Ce roman est tout d’abord un magnifique portrait de deux sœurs. Grâce au point de vue adopté du journal, on pénètre vraiment dans leur intimité et leur relation unique. L’une continue de s’entraîner dur pour intégrer peut-être un jour une école de danse classique très réputée (Eva), l’autre lit tout ce qu’elle peut ingurgiter, travaille d’arrache-pied car elle est promise à de brillantes études secondaires à Harvard (Nell). Elles s’accrochent bon gré mal gré à leurs rêves d’avant la catastrophe. Nous ne sommes pas dupes, c’est un pis-aller et le récit peu à peu va fortement éprouver ces espérances.
Le deuil des parents, de leur enfance en quelque sorte, va mettre à mal leur lien pourtant fort, chacune réagissant comme elle peut. Toutes les deux très différentes, elles n’abordent pas le quotidien de la même manière. L’une est plutôt fourmi, l’autre cigale, cela donne des échanges parfois tendus parfois drôles malgré la tragédie qui se joue. Formées à la vie campagnarde, une fois le paternel disparu elles vont devoir entretenir le jardin, faire les bocaux pour l’hiver, s’occuper de la volaille, il en va de leur survie. Mais tout cela ne suffit pas et c’est à la forêt qu’elles vont s’intéresser de près avec une découverte émouvante (et parfois effrayante) du microcosme environnant.
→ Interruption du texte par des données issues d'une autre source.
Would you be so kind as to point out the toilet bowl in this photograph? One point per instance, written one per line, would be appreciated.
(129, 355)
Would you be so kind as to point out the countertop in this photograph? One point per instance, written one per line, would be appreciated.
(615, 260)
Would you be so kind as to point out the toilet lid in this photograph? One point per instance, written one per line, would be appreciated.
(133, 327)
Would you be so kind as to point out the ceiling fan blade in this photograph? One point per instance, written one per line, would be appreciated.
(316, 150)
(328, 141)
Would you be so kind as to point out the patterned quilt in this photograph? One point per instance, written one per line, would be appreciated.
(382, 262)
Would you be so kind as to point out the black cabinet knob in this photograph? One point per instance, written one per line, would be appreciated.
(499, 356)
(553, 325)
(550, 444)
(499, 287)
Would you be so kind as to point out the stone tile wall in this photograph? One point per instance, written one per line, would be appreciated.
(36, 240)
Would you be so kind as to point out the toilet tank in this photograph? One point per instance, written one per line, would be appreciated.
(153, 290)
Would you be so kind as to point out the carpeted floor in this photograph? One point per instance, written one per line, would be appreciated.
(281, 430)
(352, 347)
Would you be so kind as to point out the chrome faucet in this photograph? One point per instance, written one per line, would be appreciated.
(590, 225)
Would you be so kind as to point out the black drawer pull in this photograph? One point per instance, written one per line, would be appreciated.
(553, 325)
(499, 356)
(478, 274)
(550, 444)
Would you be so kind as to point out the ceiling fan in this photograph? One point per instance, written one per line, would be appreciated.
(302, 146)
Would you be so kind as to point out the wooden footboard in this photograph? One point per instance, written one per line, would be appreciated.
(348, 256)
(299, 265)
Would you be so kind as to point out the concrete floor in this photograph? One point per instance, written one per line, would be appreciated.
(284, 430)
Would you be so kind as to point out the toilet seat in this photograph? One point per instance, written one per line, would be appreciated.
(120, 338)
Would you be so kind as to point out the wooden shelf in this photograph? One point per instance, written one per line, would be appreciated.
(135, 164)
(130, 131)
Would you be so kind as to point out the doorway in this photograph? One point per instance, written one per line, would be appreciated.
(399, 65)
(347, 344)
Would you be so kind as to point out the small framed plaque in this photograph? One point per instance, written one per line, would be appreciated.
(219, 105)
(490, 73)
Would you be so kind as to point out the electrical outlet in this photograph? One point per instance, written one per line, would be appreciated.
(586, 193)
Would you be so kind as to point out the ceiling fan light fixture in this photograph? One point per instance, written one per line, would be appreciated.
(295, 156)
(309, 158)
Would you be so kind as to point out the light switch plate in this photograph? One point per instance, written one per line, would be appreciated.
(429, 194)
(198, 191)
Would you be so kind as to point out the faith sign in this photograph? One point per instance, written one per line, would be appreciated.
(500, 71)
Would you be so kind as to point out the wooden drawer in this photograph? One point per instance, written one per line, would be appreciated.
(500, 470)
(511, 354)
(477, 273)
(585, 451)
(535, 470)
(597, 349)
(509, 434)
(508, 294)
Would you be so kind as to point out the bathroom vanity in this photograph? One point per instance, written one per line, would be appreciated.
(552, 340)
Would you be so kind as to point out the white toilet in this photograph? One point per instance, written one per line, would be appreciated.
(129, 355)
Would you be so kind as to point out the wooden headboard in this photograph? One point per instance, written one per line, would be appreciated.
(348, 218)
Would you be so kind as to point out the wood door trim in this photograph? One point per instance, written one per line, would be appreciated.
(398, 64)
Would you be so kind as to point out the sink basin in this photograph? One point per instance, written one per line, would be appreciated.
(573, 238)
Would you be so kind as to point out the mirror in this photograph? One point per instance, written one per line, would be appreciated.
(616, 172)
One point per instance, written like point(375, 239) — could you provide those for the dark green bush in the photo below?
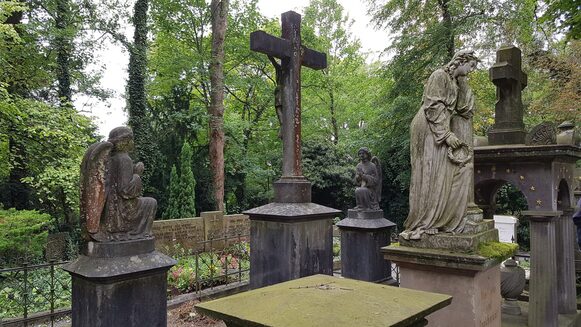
point(22, 235)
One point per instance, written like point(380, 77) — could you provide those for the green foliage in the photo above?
point(182, 197)
point(566, 16)
point(511, 201)
point(48, 144)
point(497, 250)
point(23, 235)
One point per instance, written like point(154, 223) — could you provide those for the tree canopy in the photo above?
point(45, 60)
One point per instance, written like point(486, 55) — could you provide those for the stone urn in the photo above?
point(512, 283)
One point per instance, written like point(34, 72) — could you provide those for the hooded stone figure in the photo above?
point(368, 179)
point(441, 182)
point(112, 208)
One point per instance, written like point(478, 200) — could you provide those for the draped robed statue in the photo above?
point(441, 139)
point(368, 179)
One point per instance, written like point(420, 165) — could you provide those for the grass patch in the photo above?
point(497, 250)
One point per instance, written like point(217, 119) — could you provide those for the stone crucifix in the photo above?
point(292, 55)
point(510, 80)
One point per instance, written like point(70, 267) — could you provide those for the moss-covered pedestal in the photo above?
point(120, 283)
point(471, 275)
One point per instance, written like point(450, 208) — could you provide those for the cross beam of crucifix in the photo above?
point(292, 55)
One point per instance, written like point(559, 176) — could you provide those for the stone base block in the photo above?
point(511, 307)
point(290, 240)
point(472, 281)
point(476, 228)
point(361, 240)
point(283, 251)
point(501, 136)
point(454, 243)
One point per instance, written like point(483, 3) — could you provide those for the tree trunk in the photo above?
point(216, 110)
point(332, 107)
point(64, 50)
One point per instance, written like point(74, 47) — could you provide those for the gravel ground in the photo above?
point(184, 315)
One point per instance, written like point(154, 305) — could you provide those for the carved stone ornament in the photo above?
point(441, 152)
point(542, 134)
point(112, 208)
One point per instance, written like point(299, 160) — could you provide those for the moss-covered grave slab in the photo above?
point(322, 300)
L’une et l’autre vont beaucoup évoluer, parfois dans le même sens parfois en prenant des décisions difficiles, subissant sinon des choses épouvantables. C’est le grand manège des émotions que ce roman qui prend littéralement au tripes. Roman initiatique d’une force incroyable, on suit médusé cette odyssée intime qui va voir Nell et Eva changer irrémédiablement, devenir femme dans un monde en pleine déréliction. La fin lourde de sens est un modèle du genre, une conclusion logique, ouverte et métaphorique qui appelle à la réflexion et à la discussion. À l’heure, où j’écris ces mots, j’y pense encore, c’est dire ! Rarement, en tout cas, j’ai ressenti autant de compassion, d’attachement pour deux personnages au cœur d’une intrigue. On est dans le vrai, le crédible, le touchant, le bouleversant. On a souvent le cœur au bord des lèvres durant cette lecture qui nous laisse bien souvent pantelant et admiratif à la fois.
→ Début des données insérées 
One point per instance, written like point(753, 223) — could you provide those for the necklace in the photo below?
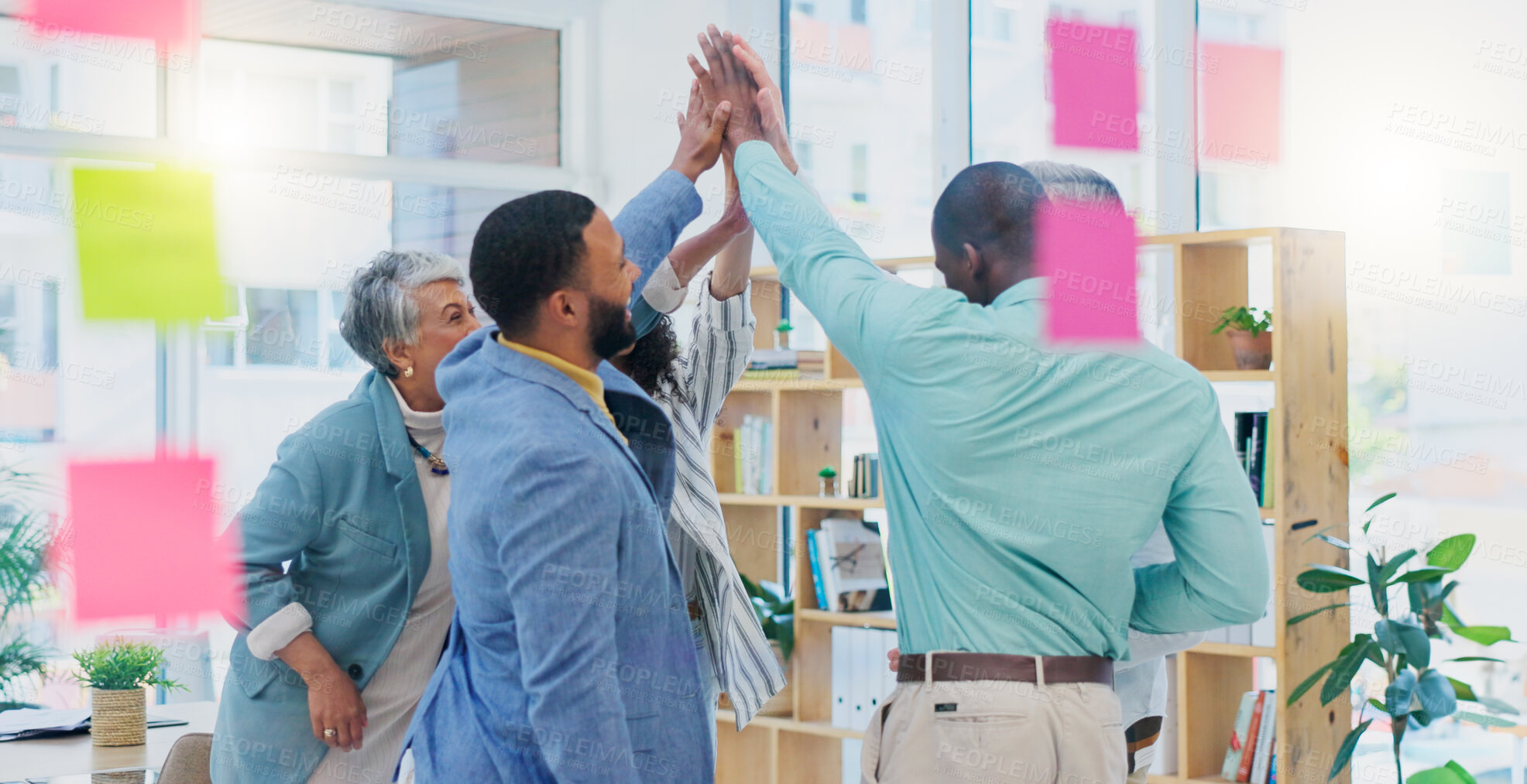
point(437, 464)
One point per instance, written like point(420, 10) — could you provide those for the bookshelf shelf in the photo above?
point(1223, 649)
point(854, 620)
point(810, 502)
point(825, 730)
point(1240, 375)
point(1308, 464)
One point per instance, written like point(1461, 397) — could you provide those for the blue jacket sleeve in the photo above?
point(653, 221)
point(284, 518)
point(862, 307)
point(561, 505)
point(1220, 573)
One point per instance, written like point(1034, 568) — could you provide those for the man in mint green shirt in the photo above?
point(1019, 479)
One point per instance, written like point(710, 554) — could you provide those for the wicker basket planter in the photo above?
point(116, 717)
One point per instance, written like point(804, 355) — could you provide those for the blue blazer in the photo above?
point(571, 656)
point(342, 505)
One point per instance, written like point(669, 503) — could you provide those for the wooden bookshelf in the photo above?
point(1309, 481)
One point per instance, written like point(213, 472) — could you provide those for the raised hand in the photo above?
point(729, 81)
point(770, 103)
point(700, 135)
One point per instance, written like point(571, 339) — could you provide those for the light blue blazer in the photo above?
point(570, 656)
point(342, 505)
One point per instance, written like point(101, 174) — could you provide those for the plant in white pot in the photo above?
point(1250, 334)
point(118, 672)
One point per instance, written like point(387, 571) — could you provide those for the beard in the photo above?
point(609, 330)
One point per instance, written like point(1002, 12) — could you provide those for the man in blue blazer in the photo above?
point(570, 656)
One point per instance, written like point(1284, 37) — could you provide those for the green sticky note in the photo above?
point(147, 248)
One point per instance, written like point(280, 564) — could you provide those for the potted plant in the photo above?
point(782, 334)
point(1250, 334)
point(1418, 691)
point(828, 481)
point(118, 672)
point(23, 574)
point(777, 617)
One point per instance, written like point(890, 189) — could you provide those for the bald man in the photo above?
point(1019, 479)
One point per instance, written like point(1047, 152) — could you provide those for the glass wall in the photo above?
point(1409, 133)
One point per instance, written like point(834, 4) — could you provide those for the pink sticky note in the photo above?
point(1088, 252)
point(142, 540)
point(1240, 92)
point(173, 22)
point(1093, 84)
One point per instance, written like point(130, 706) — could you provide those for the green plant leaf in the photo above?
point(1312, 614)
point(1324, 578)
point(1347, 746)
point(1378, 587)
point(1448, 774)
point(1393, 565)
point(1483, 719)
point(1484, 635)
point(1399, 693)
point(1451, 553)
point(1436, 694)
point(1299, 691)
point(1404, 636)
point(1340, 679)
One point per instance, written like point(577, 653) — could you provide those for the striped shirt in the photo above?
point(710, 365)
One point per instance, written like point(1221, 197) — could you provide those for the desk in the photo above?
point(74, 754)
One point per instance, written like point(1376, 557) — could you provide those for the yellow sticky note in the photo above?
point(147, 248)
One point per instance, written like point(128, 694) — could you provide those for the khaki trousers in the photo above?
point(996, 732)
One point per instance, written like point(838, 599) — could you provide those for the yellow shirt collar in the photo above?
point(588, 380)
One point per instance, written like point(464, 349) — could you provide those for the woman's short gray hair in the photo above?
point(1076, 183)
point(379, 304)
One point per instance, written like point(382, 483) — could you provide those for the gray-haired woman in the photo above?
point(344, 548)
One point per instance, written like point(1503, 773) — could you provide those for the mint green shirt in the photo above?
point(1019, 479)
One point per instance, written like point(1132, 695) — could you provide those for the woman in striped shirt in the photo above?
point(691, 386)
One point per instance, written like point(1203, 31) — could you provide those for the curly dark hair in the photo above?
point(524, 251)
point(653, 364)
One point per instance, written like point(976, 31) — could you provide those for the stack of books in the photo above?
point(1251, 450)
point(866, 476)
point(785, 364)
point(848, 567)
point(753, 447)
point(1250, 755)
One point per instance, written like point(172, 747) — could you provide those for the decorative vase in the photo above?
point(782, 704)
point(1253, 353)
point(116, 717)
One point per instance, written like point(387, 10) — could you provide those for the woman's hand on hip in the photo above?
point(333, 702)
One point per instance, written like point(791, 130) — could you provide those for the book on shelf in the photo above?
point(1250, 757)
point(1251, 449)
point(753, 450)
point(866, 476)
point(849, 565)
point(1250, 741)
point(1261, 757)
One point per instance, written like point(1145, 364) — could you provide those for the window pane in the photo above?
point(860, 98)
point(359, 80)
point(1013, 108)
point(283, 327)
point(63, 80)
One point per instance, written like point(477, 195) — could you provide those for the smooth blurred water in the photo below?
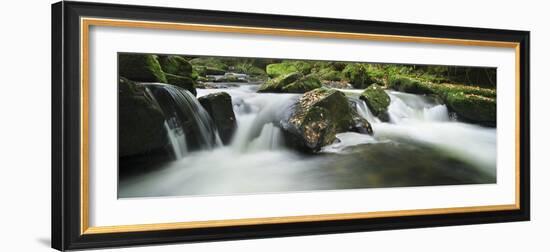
point(421, 145)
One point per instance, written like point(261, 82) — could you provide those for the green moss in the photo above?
point(182, 81)
point(356, 74)
point(409, 85)
point(286, 67)
point(277, 84)
point(212, 62)
point(470, 103)
point(140, 67)
point(319, 115)
point(175, 65)
point(206, 70)
point(473, 108)
point(377, 100)
point(302, 85)
point(250, 69)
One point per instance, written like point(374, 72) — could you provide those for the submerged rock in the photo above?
point(318, 116)
point(140, 67)
point(294, 82)
point(377, 100)
point(220, 109)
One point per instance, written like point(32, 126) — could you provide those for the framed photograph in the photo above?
point(180, 125)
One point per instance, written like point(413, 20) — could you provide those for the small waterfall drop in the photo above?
point(188, 125)
point(410, 107)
Dans la forêt propose aussi une très bonne réflexion sur le genre humain, sur son manque d’humilité face à la nature qui se révèle toujours plus forte. Chaque chute de civilisation cependant n’est qu’un prétexte pour l’homme pour rebondir, un fait que l’on vérifie en partie avec la destinée commune de Nell et Eva. Malgré donc un background dramatique, des évocations parfois terrifiantes du monde d’après (le dernier passage en ville, les rumeurs en cours, la réaction des gens, les rôdeurs...), ce roman est plutôt porteur d’espoir avec l’idée notamment d’un retour à la nature, de retrouver l’essentiel, de suivre ses besoins et non les sirènes de nos désirs. Toutes ces questions clefs en cette période trouble sont brillamment emmenées, sans pathos, ni caricature. Chaque récupération d’ancien objet, chaque coup de pioche, coup de scie, réparation de fortune prend une saveur toute particulière dans cet ouvrage qui baigne dans un naturalisme frappant et inspirant. Il y a un côté Robinson Crusoé qui m’a aussi fortement marqué (un de mes livres préférés) et j’ai retrouvé pendant cette lecture des sensations depuis longtemps oubliées.
L’ensemble est servi dans un écrin langagier de toute beauté. Ici, on prend le temps, on contemple, on observe, on décortique le quotidien, les réactions des uns et des autres. La moindre rencontre a son importance et apporte sa pierre à un édifice magnifiquement ciselé. C’est beau, puissant, très sensuel, au plus proche des âmes qui se débattent dans ces pages ensorcelantes, qui captivent et rendent totalement addict le lecteur dès les premières pages. Vous l’avez compris, il s'agit d'une petite merveille, une pièce de choix. Un livre unique, un véritable chef-d’œuvre de beauté et de réflexion.